Pub Date: July 13th, 2004
ISBN: 0-385-49738-5
Publisher: Doubleday

The title’s initials refer to D.B. Cooper, the 1971 hijacker, you may remember, who vanished into thin air. Here, Reid (Midnight Sun, 2000, etc.) imagines his subsequent life.

Cooper, who threatened to blow up a Portland-to-Seattle flight, became a folk hero to some when, after the airline met his demand for $200,000 and parachutes, he jumped from the plane and was never found. All this Reid reconstructs in his taut prologue—savor it, for no subsequent suspense comes close. Picking up the story in 1984, the main narrative proceeds on two tracks.
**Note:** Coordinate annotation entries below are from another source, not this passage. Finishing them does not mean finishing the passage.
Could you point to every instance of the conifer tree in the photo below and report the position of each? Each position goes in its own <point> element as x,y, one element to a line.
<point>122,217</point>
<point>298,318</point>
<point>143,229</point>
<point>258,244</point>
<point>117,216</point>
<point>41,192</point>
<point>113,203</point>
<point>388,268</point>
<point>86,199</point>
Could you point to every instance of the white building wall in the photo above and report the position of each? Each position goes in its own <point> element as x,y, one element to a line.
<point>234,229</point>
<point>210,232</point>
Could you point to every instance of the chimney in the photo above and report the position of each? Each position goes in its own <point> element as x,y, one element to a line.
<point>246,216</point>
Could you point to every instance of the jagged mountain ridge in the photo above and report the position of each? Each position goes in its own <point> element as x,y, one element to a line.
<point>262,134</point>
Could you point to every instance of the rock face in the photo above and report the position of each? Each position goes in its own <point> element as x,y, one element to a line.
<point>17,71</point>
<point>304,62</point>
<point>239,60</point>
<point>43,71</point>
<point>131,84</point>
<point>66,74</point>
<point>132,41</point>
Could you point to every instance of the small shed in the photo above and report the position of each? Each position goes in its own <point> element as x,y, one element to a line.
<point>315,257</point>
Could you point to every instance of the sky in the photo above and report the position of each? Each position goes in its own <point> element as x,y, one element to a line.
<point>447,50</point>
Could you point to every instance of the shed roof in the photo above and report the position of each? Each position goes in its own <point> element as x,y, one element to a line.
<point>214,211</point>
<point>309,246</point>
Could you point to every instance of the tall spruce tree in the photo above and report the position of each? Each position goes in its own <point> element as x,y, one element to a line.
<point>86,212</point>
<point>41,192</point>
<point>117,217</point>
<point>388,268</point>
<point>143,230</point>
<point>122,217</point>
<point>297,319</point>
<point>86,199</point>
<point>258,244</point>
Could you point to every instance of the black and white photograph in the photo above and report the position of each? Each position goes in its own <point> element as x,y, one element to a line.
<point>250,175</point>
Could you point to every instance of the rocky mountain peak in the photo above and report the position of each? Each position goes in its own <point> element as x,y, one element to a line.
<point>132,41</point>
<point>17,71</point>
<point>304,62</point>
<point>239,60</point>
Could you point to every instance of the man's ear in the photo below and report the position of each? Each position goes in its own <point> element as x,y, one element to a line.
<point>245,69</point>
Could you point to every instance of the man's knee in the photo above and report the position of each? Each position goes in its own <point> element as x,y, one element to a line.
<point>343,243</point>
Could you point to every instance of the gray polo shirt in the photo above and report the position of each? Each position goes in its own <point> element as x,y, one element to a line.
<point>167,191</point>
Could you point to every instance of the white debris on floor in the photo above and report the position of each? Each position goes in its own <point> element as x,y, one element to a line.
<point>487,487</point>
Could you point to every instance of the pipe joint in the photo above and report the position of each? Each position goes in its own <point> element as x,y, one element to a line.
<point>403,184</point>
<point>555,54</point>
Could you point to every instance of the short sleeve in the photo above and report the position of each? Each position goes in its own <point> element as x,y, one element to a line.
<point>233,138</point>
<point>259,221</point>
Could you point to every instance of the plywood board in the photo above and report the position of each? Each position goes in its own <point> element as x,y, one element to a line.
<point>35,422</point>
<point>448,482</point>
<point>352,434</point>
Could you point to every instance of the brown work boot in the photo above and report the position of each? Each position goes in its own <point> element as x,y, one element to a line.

One sticks with Cooper, now in Mexico; the other follows Frank Marshall, one of the FBI agents involved in the 1971 manhunt. In Reid’s depiction, the hijacking is Cooper’s finest hour. Previously he had been “another lunchbox working-class joe,” a Vietnam vet living in a trailer, dumped by his waitress wife. Then he has a brainstorm: a bomb (actually a clever fake) and a brilliant exit strategy. Back on the ground—his escape to Mexico gets short shrift—he is a loser again, albeit a loser with money. He hangs out with some trust-fund hippies in their jungle camp before buying a little beach house and taking up with Inez, a morose but sexy Mexican. Cooper can’t resist showing her the loot; Inez uses thieves to clean him out, and he must return to the Northwest to retrieve the rest of his stash from the farm of a fellow veteran. Meanwhile, in Portland, the newly retired Marshall is badgered by a gung-ho young agent to help him work on old Cooper leads. There is much more about Marshall’s tension-filled marriage and unconsummated longing for the wife of a murderous drug dealer, but it’s all wheel-spinning. At the very end, pursuer and pursued cross paths, but it’s a foregone conclusion that Cooper will get a second lucky break.

A sour, painfully slow tale, with two dull protagonists.